高校生に夏目漱石の『こころ』の授業をしている時に気がついたこと。下の42章。
お嬢さんへの恋を告白したKがどうしたらいいか相談に来たKに対して、「先生」は「精神的に向上心のないものは馬鹿だ。」と言い放つ。この言葉は以前Kから言われたものである。しかし実は「先生」自身がお嬢さんを好きだったために、Kにお嬢さんをあきらめさせるために策略的に言った言葉だ。
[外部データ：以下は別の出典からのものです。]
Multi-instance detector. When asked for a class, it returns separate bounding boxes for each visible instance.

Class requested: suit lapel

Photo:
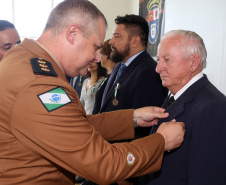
[100,51,148,111]
[100,63,120,109]
[151,75,209,133]
[111,51,147,92]
[74,75,79,88]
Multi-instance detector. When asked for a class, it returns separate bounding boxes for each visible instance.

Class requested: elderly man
[0,20,20,61]
[0,1,185,185]
[139,30,226,185]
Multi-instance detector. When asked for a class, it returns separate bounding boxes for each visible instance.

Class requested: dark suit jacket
[70,75,86,98]
[92,76,109,114]
[139,74,226,185]
[100,50,168,139]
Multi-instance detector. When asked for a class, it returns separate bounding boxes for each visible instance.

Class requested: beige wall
[90,0,139,40]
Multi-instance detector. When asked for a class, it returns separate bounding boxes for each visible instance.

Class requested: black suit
[70,75,86,98]
[139,74,226,185]
[100,50,168,139]
[92,76,109,114]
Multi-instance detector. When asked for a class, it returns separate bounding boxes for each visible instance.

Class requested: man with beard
[98,14,168,185]
[100,14,168,138]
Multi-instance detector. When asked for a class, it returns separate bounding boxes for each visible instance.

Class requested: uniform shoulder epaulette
[30,58,58,77]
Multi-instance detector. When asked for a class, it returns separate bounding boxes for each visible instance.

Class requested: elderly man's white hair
[161,30,207,69]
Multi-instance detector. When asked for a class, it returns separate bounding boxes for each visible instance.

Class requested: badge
[127,152,135,166]
[78,82,81,86]
[38,87,72,112]
[112,98,118,106]
[147,0,160,44]
[30,58,58,77]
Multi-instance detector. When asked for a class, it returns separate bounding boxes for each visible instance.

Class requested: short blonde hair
[44,0,107,37]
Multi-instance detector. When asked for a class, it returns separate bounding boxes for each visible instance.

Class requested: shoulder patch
[30,58,58,77]
[38,87,72,112]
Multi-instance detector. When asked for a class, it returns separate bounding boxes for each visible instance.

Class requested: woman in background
[80,62,107,115]
[92,39,117,114]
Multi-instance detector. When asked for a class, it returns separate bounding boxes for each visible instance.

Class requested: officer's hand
[134,106,169,127]
[156,120,185,151]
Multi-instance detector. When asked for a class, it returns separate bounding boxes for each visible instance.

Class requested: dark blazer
[92,76,109,114]
[100,50,168,139]
[139,74,226,185]
[70,75,86,98]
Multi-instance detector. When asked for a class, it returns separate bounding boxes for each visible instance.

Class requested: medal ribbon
[79,75,82,83]
[91,86,95,93]
[114,83,120,99]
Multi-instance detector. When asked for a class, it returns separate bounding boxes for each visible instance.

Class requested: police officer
[0,1,185,185]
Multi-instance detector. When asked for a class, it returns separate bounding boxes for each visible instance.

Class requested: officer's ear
[66,24,80,45]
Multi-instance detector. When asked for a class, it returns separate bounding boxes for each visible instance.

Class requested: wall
[90,0,139,40]
[92,0,226,95]
[164,0,226,95]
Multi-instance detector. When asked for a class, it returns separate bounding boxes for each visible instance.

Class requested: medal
[112,83,120,106]
[78,76,82,86]
[112,98,118,106]
[90,86,95,98]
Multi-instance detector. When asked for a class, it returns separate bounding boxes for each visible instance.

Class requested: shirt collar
[123,50,144,67]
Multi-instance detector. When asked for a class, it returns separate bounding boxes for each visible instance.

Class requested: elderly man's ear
[190,54,201,72]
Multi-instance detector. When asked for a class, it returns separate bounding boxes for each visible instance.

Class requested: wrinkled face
[109,24,131,63]
[0,28,21,61]
[65,17,106,77]
[156,37,193,94]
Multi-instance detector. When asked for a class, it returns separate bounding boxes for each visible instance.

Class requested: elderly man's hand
[134,106,169,127]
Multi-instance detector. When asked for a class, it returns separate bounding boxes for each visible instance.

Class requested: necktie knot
[164,96,175,108]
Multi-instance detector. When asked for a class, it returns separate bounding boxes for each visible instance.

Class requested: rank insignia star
[30,58,58,77]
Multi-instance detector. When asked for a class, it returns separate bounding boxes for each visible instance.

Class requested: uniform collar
[35,40,65,74]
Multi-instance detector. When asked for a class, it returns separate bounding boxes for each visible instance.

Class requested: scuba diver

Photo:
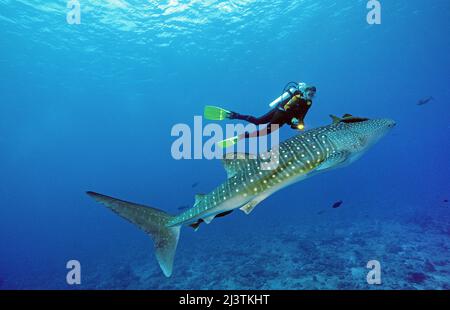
[203,82,317,148]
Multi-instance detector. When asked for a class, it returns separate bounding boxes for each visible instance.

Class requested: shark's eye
[358,137,367,145]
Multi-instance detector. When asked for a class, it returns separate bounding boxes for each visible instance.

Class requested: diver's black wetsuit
[230,95,312,137]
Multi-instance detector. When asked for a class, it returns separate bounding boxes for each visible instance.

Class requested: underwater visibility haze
[0,0,449,289]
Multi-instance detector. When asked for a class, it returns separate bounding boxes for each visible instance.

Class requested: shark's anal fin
[316,151,350,171]
[203,215,215,224]
[214,210,233,218]
[190,210,233,231]
[203,209,235,224]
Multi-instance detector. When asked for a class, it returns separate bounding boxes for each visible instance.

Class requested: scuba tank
[269,82,307,108]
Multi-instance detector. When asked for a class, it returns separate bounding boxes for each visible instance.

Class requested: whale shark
[87,116,395,277]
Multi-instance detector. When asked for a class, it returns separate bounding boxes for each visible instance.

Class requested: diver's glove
[290,118,305,130]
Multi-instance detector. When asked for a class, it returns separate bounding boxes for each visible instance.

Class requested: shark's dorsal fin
[222,152,258,178]
[341,116,370,124]
[331,114,367,124]
[316,151,350,171]
[194,194,206,205]
[330,114,341,124]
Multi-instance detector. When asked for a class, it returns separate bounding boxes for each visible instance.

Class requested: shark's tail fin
[86,191,180,277]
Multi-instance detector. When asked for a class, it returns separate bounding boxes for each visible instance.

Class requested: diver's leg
[230,109,276,125]
[239,110,289,139]
[240,123,282,139]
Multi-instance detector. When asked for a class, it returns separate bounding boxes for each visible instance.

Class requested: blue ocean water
[0,0,449,290]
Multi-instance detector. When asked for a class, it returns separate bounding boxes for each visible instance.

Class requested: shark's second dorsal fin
[222,152,258,178]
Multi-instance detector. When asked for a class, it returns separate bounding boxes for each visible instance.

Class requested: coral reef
[76,214,449,290]
[3,207,449,290]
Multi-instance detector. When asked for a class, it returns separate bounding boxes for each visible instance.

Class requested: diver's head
[304,85,316,100]
[298,83,316,100]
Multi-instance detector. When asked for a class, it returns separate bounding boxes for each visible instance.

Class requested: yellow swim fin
[218,136,239,148]
[204,106,232,121]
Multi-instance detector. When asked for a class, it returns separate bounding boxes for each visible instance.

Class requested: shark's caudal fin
[86,191,180,277]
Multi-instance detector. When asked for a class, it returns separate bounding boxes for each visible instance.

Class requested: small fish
[417,96,434,106]
[177,205,189,210]
[332,200,343,209]
[444,199,449,203]
[317,210,326,215]
[191,182,199,188]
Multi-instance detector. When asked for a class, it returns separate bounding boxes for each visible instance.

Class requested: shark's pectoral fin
[316,151,350,171]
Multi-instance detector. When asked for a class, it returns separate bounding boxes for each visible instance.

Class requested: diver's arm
[290,118,305,130]
[290,100,312,131]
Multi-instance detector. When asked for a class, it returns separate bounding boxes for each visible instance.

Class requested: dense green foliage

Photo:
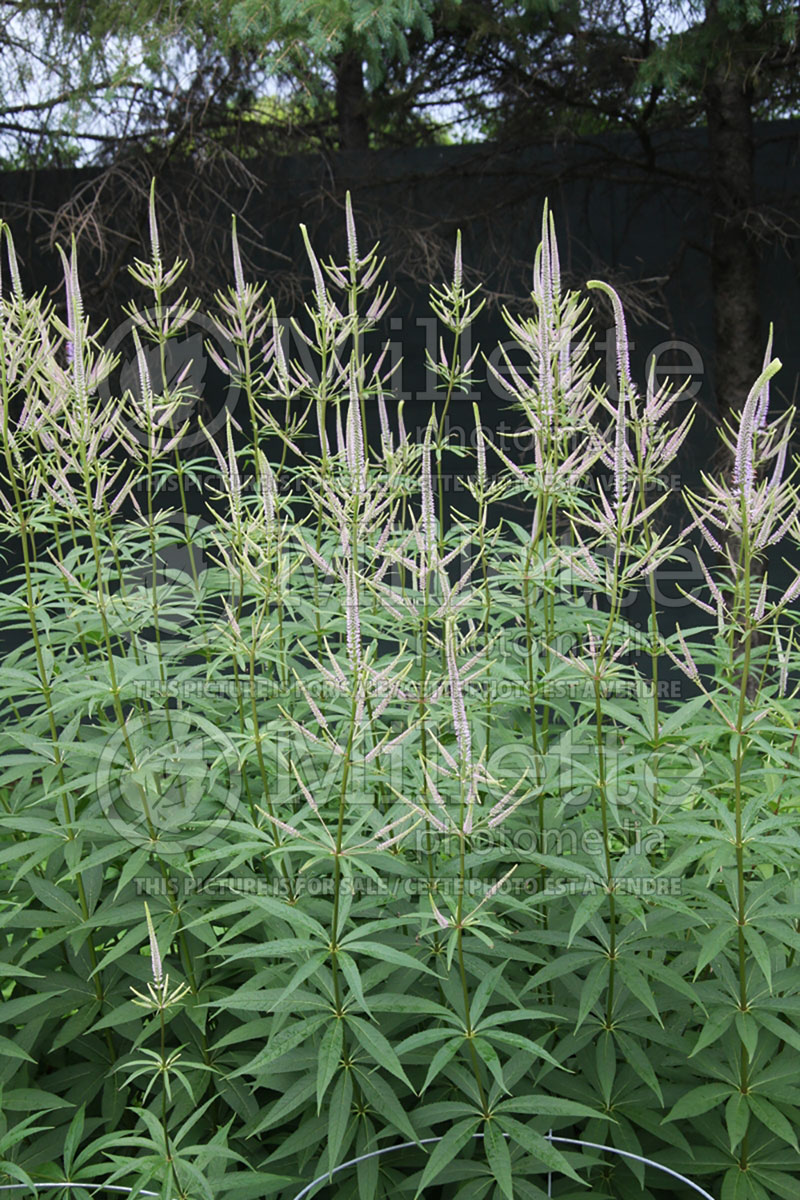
[1,193,800,1200]
[4,0,800,163]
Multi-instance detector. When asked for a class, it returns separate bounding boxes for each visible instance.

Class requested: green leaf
[720,1164,757,1200]
[689,1009,735,1057]
[0,991,65,1022]
[663,1083,733,1123]
[743,926,772,993]
[642,955,706,1009]
[472,1036,507,1095]
[0,1160,36,1191]
[567,891,606,946]
[396,1028,457,1057]
[114,848,153,898]
[496,1095,604,1121]
[483,1120,513,1200]
[593,699,650,741]
[235,891,329,941]
[753,1010,800,1053]
[337,950,372,1017]
[221,938,318,961]
[365,993,455,1019]
[476,1010,552,1032]
[735,1011,759,1062]
[482,1028,564,1071]
[595,1032,616,1106]
[327,1069,354,1171]
[414,1118,480,1198]
[725,1092,750,1154]
[420,1036,463,1094]
[232,1016,329,1077]
[316,1018,343,1111]
[494,1115,585,1185]
[271,951,329,1009]
[615,958,664,1025]
[91,989,153,1030]
[62,1103,85,1177]
[340,939,437,976]
[575,961,607,1032]
[357,1115,379,1200]
[26,876,83,920]
[523,952,597,991]
[694,921,736,978]
[616,1031,663,1104]
[747,1167,800,1200]
[346,1015,414,1088]
[746,1093,798,1150]
[0,1112,58,1155]
[244,1076,317,1137]
[357,1068,420,1145]
[264,1113,327,1165]
[2,1088,73,1112]
[0,1035,34,1063]
[659,691,708,737]
[470,962,508,1027]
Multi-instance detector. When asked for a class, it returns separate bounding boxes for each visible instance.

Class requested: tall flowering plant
[0,193,799,1200]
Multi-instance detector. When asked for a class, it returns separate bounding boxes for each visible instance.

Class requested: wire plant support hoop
[291,1131,718,1200]
[0,1132,718,1200]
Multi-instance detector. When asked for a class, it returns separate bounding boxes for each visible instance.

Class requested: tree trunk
[704,35,765,700]
[335,49,369,151]
[706,61,761,419]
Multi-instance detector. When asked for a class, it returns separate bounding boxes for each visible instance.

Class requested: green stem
[455,790,489,1116]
さて、Kはこの言葉に追い詰められていく。自分の言葉によって追い詰められていくのは一番つらいことだ。人間は自分を裏切りたくないからだ。追い詰められたKは「もうその話はやめよう」と「先生」に言う。しかしそれに対して「先生」は「君の心でそれをやめるだけの覚悟がなければ、一体君は君の平生の主張をどうするつもりなのか。」と追い打ちをかける。ひどい男だ。
問題はここの「それ」とは何かということだ。普段読み飛ばしてきたが、生徒に指摘されてわからなくなった。なんとなく思い込みで「お嬢さんへの恋」と考えてきたが、話の流れから考えると「話を続けること」ととるべきではないか。しかし「話を続けること」と考えると文の意味が通らなくなる。
あきらかにここで「先生」は言葉の意味を捻じ曲げてしまったのだ。ここに冷静さを欠いた「先生」の姿があらわれているとも言える。生徒に指摘されたところだがおもしろい発見だ。